Another Side Of The Crisis
I've written a few posts about this aspect of the health care crisis and it's a serious problem for a lot of people in the individual insurance market. This story in the NY Times lays out the problem in all its ugliness: people are basically buying worthless insurance and paying high premiums for it:
Health insurance is supposed to offer protection — both medically and financially. But as it turns out, an estimated three-quarters of people who are pushed into personal bankruptcy by medical problems actually had insurance when they got sick or were injured.
And so, even as Washington tries to cover the tens of millions of Americans without medical insurance, many health policy experts say simply giving everyone an insurance card will not be enough to fix what is wrong with the system.
Too many other people already have coverage so meager that a medical crisis means financial calamity.
“Underinsurance is the great hidden risk of the American health care system,” said Elizabeth Warren, a Harvard law professor who has analyzed medical bankruptcies. “People do not realize they are one diagnosis away from financial collapse.”
Last week, a former Cigna executive warned at a Senate hearing on health insurance that lawmakers should be careful about the role they gave private insurers in any new system, saying the companies were too prone to “confuse their customers and dump the sick.”
“The number of uninsured people has increased as more have fallen victim to deceptive marketing practices and bought what essentially is fake insurance,” Wendell Potter, the former Cigna executive, testified.
Mr. Yurdin learned the hard way.
At St. David’s Medical Center in Austin, where he went for two separate heart procedures last year, the hospital’s admitting office looked at Mr. Yurdin’s coverage and talked to Aetna. St. David’s estimated that his share of the payments would be only a few thousand dollars per procedure.

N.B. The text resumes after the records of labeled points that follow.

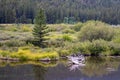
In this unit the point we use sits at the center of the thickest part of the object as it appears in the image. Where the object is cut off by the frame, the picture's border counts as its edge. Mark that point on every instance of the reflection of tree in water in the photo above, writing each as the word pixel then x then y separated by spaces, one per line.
pixel 96 66
pixel 39 72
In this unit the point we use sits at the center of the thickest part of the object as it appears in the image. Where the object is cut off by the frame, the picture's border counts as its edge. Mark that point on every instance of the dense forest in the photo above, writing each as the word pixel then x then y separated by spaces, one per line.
pixel 58 11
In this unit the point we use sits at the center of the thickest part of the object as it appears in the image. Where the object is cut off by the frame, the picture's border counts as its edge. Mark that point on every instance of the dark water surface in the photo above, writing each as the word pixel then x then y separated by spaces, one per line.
pixel 94 69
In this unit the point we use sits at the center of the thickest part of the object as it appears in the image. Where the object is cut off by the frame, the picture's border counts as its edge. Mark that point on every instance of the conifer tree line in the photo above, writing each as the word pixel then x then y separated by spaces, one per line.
pixel 57 11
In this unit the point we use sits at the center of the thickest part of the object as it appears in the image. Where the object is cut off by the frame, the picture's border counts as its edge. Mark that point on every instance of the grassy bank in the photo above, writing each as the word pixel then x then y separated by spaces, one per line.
pixel 89 38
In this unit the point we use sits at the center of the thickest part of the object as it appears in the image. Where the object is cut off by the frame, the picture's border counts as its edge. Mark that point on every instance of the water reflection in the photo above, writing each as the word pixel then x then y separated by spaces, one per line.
pixel 94 68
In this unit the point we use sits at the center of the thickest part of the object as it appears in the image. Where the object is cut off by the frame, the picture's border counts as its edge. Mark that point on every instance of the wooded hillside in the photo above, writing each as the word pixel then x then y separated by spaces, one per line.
pixel 57 11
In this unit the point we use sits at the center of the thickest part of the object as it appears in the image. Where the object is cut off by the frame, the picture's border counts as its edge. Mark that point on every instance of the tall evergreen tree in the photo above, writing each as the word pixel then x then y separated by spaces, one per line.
pixel 40 29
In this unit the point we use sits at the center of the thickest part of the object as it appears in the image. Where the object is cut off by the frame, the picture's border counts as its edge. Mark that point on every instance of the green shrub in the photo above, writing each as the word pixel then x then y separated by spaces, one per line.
pixel 78 26
pixel 68 31
pixel 66 37
pixel 94 30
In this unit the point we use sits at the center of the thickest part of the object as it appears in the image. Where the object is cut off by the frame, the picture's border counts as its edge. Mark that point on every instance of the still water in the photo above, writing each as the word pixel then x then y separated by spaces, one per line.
pixel 94 69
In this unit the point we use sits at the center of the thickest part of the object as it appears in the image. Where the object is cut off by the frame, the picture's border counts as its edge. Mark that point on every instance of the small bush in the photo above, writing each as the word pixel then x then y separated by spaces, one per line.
pixel 25 28
pixel 98 47
pixel 67 38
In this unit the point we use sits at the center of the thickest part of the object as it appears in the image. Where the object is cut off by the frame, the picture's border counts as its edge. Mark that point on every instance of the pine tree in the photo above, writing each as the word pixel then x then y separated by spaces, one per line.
pixel 40 29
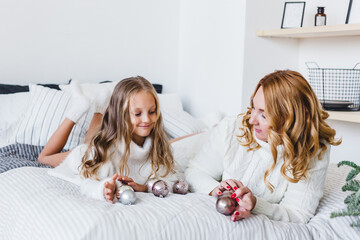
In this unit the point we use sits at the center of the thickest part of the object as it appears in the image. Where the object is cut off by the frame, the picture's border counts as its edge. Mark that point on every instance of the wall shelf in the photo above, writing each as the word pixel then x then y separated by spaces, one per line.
pixel 313 32
pixel 345 116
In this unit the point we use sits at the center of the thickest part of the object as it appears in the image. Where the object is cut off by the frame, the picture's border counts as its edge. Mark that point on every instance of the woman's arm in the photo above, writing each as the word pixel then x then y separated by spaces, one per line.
pixel 205 171
pixel 301 199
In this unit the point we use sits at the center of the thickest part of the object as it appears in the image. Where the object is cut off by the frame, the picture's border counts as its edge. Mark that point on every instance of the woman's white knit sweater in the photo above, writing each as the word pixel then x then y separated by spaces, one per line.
pixel 222 157
pixel 138 163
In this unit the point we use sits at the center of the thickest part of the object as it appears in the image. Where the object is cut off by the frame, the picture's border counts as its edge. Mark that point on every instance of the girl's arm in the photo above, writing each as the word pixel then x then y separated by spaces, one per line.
pixel 205 171
pixel 301 199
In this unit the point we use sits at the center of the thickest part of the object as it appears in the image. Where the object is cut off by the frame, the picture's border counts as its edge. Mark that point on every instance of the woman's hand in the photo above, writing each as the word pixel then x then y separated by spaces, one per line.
pixel 109 189
pixel 229 185
pixel 242 194
pixel 129 181
pixel 246 200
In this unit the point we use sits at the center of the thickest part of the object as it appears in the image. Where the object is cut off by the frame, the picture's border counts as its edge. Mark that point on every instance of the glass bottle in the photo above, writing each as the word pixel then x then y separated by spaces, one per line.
pixel 320 17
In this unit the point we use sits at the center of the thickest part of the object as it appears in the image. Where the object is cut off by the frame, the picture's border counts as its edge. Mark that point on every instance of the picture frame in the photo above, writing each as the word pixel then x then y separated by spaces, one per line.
pixel 352 15
pixel 293 15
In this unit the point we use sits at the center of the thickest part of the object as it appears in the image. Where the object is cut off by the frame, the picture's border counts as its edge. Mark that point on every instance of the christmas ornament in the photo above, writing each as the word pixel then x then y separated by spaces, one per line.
pixel 225 204
pixel 180 187
pixel 160 189
pixel 127 195
pixel 150 183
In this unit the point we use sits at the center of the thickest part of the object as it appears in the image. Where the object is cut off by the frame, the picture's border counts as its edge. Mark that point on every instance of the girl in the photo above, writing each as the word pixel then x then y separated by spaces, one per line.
pixel 274 157
pixel 129 148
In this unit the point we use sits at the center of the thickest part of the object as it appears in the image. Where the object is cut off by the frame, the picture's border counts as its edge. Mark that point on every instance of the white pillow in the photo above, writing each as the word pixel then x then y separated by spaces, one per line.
pixel 178 123
pixel 43 116
pixel 12 108
pixel 90 90
pixel 170 101
pixel 186 149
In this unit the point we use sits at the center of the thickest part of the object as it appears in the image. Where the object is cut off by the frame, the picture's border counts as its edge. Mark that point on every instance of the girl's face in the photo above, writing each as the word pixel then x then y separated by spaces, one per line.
pixel 142 109
pixel 258 119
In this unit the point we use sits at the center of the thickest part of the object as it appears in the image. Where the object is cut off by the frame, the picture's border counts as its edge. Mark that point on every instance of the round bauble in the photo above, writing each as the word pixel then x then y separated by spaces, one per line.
pixel 160 189
pixel 128 197
pixel 180 187
pixel 225 204
pixel 150 183
pixel 122 188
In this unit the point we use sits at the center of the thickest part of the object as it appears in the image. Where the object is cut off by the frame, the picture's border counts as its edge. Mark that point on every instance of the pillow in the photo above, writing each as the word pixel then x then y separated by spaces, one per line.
pixel 91 89
pixel 12 108
pixel 178 123
pixel 170 101
pixel 45 113
pixel 10 88
pixel 186 149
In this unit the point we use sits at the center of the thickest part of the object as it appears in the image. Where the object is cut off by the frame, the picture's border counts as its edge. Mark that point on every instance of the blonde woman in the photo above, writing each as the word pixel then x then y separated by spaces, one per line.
pixel 130 146
pixel 274 157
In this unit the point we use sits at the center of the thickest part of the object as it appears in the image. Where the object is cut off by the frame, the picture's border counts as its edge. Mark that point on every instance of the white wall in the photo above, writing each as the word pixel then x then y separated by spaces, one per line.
pixel 264 55
pixel 206 50
pixel 211 55
pixel 92 40
pixel 335 52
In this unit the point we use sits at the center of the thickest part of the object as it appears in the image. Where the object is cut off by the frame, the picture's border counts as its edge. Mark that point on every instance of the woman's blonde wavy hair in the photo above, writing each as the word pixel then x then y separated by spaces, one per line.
pixel 116 127
pixel 296 121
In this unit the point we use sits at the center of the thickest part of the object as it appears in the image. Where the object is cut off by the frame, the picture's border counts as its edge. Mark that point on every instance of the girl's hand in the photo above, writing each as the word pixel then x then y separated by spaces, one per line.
pixel 129 181
pixel 229 185
pixel 109 189
pixel 246 201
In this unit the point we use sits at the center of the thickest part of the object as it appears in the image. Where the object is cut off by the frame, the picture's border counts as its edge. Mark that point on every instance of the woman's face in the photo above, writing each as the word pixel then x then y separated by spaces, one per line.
pixel 142 111
pixel 258 119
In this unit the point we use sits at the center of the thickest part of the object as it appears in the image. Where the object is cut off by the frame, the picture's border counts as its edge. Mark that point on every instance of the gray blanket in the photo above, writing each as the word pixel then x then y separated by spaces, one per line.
pixel 20 155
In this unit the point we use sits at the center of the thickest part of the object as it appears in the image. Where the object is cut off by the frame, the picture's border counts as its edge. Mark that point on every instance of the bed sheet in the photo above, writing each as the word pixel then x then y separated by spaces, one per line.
pixel 35 205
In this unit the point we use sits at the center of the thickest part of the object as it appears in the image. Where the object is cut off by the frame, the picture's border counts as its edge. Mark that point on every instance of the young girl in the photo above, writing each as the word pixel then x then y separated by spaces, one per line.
pixel 274 157
pixel 129 148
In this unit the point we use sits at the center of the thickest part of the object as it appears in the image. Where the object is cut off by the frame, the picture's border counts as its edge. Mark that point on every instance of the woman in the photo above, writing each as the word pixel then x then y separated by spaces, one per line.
pixel 274 157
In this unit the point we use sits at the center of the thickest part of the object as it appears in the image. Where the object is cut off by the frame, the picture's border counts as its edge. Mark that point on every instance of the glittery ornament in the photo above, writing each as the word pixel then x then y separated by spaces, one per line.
pixel 128 197
pixel 225 204
pixel 150 183
pixel 180 187
pixel 123 188
pixel 160 189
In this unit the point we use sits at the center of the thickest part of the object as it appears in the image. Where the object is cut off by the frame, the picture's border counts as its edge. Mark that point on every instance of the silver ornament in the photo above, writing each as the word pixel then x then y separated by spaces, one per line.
pixel 122 188
pixel 225 204
pixel 150 183
pixel 180 187
pixel 160 189
pixel 128 197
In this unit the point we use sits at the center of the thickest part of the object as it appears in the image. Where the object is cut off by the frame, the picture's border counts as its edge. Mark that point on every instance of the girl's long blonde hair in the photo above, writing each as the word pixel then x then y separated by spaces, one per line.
pixel 116 127
pixel 296 121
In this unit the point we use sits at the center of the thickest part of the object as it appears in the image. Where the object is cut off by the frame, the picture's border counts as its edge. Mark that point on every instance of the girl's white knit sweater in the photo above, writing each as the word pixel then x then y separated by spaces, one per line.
pixel 139 168
pixel 222 157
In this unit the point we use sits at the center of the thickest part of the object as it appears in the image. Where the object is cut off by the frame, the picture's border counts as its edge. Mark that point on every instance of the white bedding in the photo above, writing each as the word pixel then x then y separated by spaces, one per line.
pixel 35 205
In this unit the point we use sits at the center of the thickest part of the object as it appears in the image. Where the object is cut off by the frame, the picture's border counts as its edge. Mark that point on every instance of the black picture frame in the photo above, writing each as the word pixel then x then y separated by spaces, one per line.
pixel 348 13
pixel 293 14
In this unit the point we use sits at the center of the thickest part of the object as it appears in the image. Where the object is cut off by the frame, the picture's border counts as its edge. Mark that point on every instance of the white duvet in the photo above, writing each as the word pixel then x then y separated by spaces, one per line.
pixel 35 205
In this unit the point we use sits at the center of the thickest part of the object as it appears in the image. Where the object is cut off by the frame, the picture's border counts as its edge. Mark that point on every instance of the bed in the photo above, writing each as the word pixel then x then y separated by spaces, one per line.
pixel 36 205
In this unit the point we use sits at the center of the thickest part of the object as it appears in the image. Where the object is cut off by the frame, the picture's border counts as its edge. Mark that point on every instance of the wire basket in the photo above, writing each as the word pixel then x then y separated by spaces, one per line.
pixel 337 89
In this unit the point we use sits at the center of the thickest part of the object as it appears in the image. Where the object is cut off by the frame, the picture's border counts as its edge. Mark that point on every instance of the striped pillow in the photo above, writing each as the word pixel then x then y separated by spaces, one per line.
pixel 45 113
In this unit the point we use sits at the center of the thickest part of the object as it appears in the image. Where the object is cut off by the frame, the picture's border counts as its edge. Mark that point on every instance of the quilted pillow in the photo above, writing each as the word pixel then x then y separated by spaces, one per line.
pixel 45 113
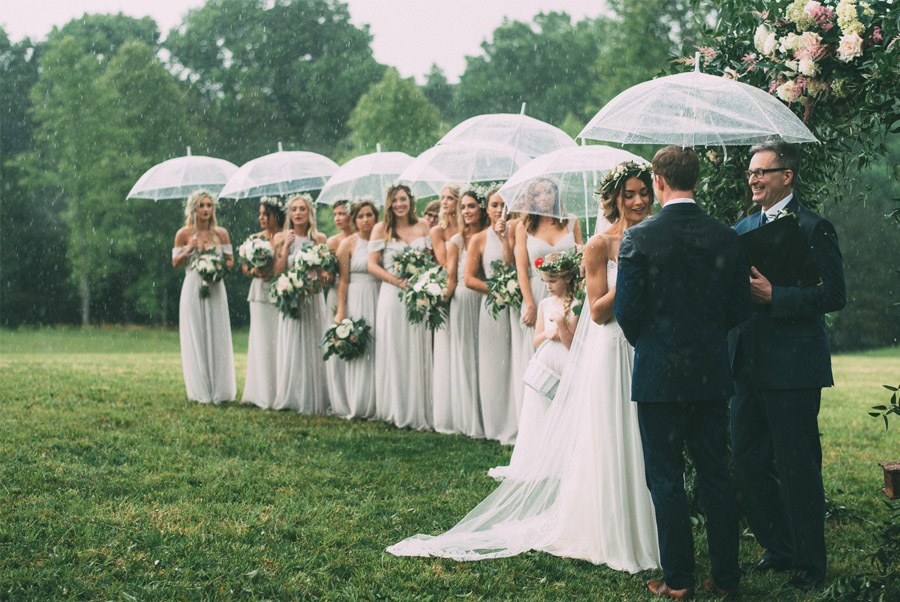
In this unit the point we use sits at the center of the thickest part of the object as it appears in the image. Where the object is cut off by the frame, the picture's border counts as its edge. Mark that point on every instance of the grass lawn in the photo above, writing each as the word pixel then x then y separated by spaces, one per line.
pixel 113 486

He and the hospital say they were surprised to eventually learn that the $150,000 hospital coverage in the Aetna policy was mainly for room and board. Coverage was capped at $10,000 for “other hospital services,” which turned out to include nearly all routine hospital care — the expenses incurred in the operating room, for example, and the cost of any medication he received.
In other words, Aetna would have paid for Mr. Yurdin to stay in the hospital for more than five months — as long as he did not need an operation or any lab tests or drugs while he was there.
They market these policies as catastrophic care policies: at least you'll be taken care of if you have a heart attack or get run over by a bus. You give up things like Doctor's office visits visits and prescription drug coverage and you pay huge deductibles just so you'll be covered if the very worst happens. And this is what they end up with.
There is no reason why the congress can't fix this one. They should mandate a decent level of coverage for catastrophic care -- you know, the very thing this fellow thought he was buying. Just making a disclaimer on the pretty brochure isn't enough. The insurance companies can't be allowed to sell policies that don't cover necessary medical expenses. That's just theft.
And this fellow should have been able to buy into a better plan than the crap he was offered. A plan like Medicare maybe. He's 64. Is there really any reason why someone like him shouldn't be able to buy directly into Medicare for a fee? I recall that the idea of allowing those over 55 to buy in was on the table at one point and it sounded like a good idea to me. Americans all tell the pollsters they want a lot of health care options. What's wrong with that one?